A balustrade ran around the edge of the terrace and from it stone steps led down into an extensive back garden. A line of pleached apple trees made a decorative frieze along the end wall, in front of which was the vegetable patch. Paving stones led through the lawn from the terrace. Birds sang. The low sun cast slanting shadows.

Roy put a glass on the wrought-iron table and sat down heavily. His legs hurt. He took his glasses off and wiped his eyes.

‘Stiff whisky's what you need,' said Reggie. ‘Don't bother about cooking tonight.
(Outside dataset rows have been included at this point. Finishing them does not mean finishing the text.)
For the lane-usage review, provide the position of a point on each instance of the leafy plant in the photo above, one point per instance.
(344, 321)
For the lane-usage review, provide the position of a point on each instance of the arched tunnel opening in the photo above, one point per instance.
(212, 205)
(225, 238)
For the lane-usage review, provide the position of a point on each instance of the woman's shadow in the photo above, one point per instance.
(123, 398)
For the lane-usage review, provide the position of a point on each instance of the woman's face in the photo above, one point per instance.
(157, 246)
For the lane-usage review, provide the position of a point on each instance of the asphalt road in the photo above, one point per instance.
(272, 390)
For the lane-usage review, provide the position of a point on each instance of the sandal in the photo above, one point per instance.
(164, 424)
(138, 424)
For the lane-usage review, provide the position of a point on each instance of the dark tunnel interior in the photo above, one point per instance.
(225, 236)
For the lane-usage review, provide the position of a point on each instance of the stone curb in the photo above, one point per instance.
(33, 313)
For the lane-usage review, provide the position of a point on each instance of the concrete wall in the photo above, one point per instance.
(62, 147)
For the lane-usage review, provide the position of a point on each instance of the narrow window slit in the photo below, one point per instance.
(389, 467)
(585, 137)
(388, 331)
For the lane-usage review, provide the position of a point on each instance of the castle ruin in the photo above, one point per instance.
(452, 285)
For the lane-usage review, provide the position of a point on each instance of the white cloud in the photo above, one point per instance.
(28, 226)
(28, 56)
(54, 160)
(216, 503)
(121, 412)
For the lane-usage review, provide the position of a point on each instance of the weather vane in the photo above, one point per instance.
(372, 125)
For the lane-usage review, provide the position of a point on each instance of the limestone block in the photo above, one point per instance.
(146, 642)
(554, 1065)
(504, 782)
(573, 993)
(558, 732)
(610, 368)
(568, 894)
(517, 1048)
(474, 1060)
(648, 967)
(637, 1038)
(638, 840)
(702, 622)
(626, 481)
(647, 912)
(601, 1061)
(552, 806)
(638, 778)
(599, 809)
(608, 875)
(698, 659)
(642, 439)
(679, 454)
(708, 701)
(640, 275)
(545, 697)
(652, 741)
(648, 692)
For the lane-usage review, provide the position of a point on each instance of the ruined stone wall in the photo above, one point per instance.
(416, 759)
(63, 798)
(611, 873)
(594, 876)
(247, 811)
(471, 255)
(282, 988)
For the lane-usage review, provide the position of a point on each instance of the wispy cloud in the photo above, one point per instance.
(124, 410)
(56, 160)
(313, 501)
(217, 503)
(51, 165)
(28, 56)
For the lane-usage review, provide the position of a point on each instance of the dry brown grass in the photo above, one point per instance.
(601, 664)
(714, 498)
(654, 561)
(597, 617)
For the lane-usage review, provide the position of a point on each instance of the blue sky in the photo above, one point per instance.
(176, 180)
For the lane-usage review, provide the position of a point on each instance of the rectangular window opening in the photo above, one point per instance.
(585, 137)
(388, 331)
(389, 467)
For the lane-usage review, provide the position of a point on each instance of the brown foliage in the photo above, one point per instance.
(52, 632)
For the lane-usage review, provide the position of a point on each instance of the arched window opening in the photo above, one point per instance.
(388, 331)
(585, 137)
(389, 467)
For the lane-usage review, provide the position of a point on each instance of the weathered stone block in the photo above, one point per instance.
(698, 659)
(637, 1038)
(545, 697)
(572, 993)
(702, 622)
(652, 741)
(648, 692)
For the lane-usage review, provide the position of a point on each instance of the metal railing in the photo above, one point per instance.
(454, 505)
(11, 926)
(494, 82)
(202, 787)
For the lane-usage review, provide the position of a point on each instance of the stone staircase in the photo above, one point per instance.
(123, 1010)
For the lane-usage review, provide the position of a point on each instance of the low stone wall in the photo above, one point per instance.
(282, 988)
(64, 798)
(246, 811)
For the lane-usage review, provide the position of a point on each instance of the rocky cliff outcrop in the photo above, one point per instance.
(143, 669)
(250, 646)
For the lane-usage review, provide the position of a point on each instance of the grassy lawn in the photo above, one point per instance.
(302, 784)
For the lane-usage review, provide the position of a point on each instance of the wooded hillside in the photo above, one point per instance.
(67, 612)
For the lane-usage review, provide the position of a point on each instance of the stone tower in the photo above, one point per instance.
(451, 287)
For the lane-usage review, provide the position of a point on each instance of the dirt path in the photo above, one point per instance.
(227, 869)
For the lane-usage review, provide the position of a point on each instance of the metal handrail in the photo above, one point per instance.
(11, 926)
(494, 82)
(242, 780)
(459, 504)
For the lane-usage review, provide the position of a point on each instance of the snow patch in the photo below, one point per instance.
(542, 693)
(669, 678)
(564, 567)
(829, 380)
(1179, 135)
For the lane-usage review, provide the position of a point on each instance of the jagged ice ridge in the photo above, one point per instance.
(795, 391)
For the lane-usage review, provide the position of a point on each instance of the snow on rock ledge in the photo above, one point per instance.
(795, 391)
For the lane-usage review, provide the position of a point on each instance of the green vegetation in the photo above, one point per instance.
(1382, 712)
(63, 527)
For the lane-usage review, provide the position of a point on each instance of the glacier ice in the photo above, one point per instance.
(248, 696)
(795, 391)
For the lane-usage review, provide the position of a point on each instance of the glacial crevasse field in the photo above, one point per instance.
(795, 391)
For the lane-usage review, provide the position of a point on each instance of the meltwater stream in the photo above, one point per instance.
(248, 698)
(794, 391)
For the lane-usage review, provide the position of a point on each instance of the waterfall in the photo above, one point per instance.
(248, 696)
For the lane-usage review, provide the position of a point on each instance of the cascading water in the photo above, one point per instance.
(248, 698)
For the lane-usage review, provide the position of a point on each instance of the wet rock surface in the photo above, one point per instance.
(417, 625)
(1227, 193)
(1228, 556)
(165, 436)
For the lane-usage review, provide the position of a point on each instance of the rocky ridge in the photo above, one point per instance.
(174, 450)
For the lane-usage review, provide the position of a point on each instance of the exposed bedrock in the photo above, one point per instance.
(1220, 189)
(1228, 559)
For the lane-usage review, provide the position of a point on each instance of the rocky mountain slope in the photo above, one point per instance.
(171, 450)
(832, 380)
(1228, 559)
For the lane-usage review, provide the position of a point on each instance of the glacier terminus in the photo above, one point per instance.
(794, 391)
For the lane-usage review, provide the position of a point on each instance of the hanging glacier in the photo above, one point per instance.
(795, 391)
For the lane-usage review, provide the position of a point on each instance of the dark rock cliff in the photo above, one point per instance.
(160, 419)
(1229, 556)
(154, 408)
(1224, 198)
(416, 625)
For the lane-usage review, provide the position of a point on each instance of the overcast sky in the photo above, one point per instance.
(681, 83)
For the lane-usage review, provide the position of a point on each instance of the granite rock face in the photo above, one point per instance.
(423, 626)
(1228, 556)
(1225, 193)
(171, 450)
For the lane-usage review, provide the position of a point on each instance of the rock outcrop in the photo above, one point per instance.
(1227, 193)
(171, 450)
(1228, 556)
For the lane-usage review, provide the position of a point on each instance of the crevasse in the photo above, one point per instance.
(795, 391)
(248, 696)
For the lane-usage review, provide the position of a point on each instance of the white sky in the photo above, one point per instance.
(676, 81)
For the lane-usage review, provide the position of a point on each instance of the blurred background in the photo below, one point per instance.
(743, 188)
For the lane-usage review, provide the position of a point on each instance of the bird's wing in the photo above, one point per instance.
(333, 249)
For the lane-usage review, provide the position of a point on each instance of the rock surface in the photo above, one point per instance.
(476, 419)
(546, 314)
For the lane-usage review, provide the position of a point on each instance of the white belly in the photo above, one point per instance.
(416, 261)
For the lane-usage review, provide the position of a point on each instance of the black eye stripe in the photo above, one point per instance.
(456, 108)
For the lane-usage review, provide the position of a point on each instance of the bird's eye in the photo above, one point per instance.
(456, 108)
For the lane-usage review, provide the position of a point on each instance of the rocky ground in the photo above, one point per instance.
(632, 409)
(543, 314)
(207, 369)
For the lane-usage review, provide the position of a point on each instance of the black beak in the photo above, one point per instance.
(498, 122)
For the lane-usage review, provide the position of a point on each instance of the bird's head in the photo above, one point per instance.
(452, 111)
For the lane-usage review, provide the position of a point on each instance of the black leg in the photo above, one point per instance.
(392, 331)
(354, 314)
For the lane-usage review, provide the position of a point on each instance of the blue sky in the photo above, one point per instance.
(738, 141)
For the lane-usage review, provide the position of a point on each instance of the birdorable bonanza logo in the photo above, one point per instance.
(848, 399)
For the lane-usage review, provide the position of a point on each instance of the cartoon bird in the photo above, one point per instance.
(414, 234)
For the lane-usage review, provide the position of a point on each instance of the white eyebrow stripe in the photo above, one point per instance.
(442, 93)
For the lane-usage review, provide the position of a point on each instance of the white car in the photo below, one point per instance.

I'll go to the pub, get something there.'

In the pause, the unspoken question ‘Anything wrong?' hovered between them. Roy needed to hear it, although Reginald was unable to say it.

‘Oh sir,' said Roy, ‘I wish my Grace was still alive. I'm ever so worried about my grandsons, I don't know which way to turn. She would have known what to do. She always did.'

‘Don't have to talk about it unless you want to,' said Reginald, who would have preferred not to get in too deep. Roy didn't notice.